Besides, it was filmed in hundreds of miles away in the southern portion of South Carolina.

..However Where the Crawdads Sing novel isn't as far off.

This book, which will be turning into a movie, romanticizes the diverse ecosystem of the Outer Banks. The nature is vividly and accurately described by a local girl who lives and breathes every aspect of the environment. This is true to the love that both locals and visitors alike have for our sandbar. Kya, the main character, represents the hardiness and resourcefulness of our local folk. She is strong and unwavering even in times of adversity, which reflects the way this community weathers tough times (i.e. hurricanes, flooding, nor'easters). She takes full advantage of the bountiful resources that can be found in her community, as she loves fishing, and collecting beach treasures. Resilience is a major theme in the book, as it is on the OBX. Furthermore, this book is a mystery, which also mirrors the Outer Banks and it's unique past.

The only place in the US to receive the Titanic's distress message

On the night of April 14, 1912 at 11:25pm, a station on Hatteras Island received the following message: CQD CQD CQD CQD CQD CQD. Have struck an iceberg. We are badly damaged. Titanic. position 41 degrees 44 minutes north 50 degrees 20 minutes west.

No other stations in the US are known have to receive this first signal.

What's interesting is that this was discovered during a restoration project. Officials found this document rolled up in the walls as it was being used for insulation. Finally located 100 years later, that was quite a find!

An influential part of the space race and military development

The Whalehead Club in Historic Corolla Park has lived many lives, ultimately settling on being a museum of Corolla history. But did you know that it once housed scientists who were developing rocket fuel during the space race? Well, now you do! Officials used Duck & Corolla for military development, testing, and target practice. There are areas of north beach (the 4x4 unpaved portion of Corolla) that are marked off from both vehicular and foot traffic due to potential for unexploded munitions. Just another to read the warning signs and take them seriously.

Life was much different here during the World War

The beach was guarded and the only way to travel was through use of passcodes. Once you reached the guard, you'd need to give the passcode, in which they would give you the new passcode for the next receiving guard.

Lights were not allowed after dark, and all homes had to black out their windows entirely. The village of Corolla was predominately populated by the military, and after the war, when the families returned to their homes, the village sat seemingly vacant for years. Now, it is teeming with tourists as it is one of the East Coast's top beach destinations.
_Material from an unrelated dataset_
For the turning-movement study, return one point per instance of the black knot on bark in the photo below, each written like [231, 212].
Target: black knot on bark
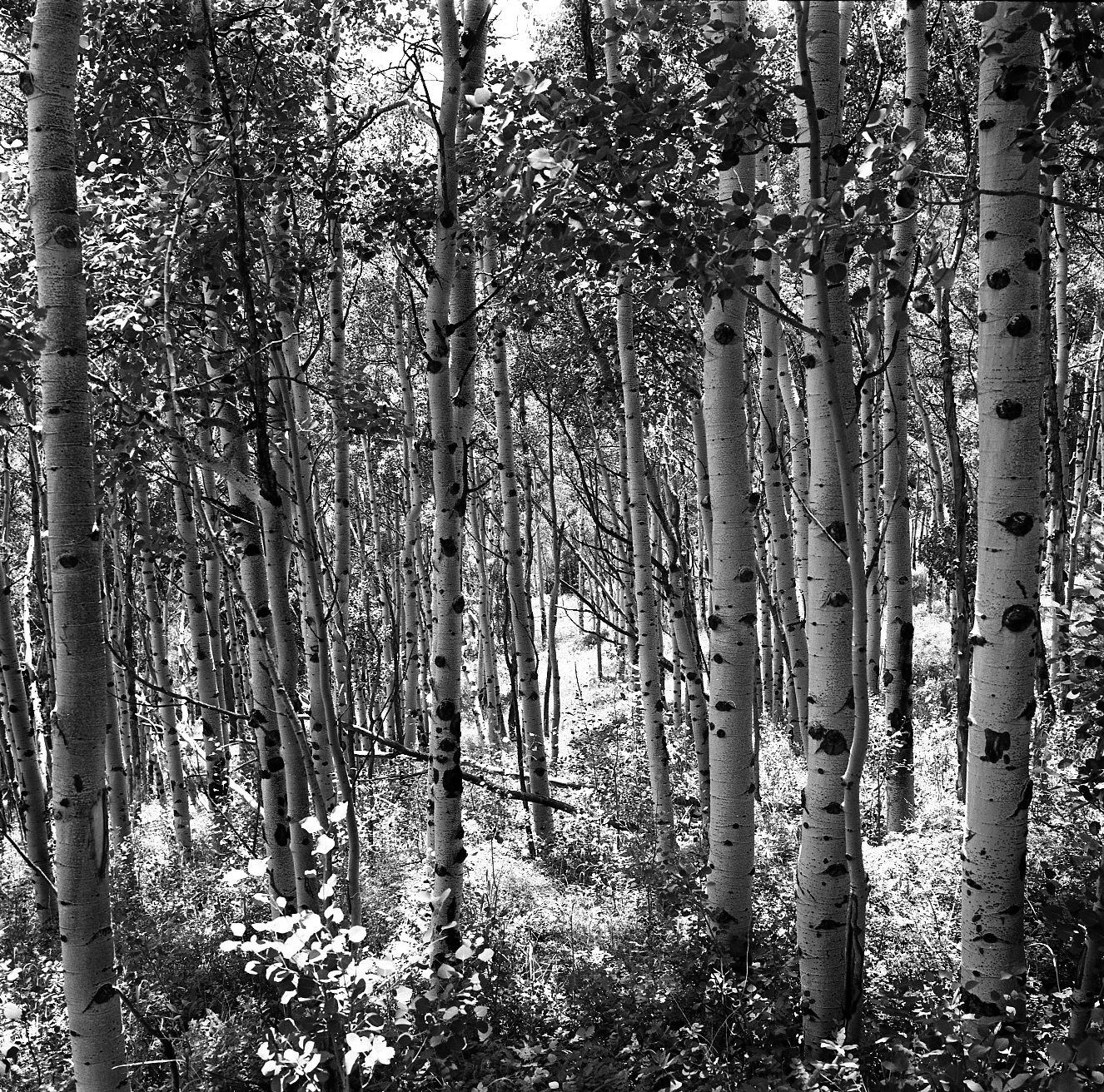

Some of the best windsurfing in the whole world.

With our consistent winds always blowing, this comes to no surprise. The Wright Brothers weren't the only ones to take advantage of our windy weather. The water sports are especially popular on Hatteras Island. Visit particularly around Waves/Salvo/Buxton soundside area and you'll be sure to see wind surfers as well as kite boarders! This area is so popular, that it attracts many Canadian athletes, and, as such, a soundside portion of H.I. has been dubbed "Canadian Hole".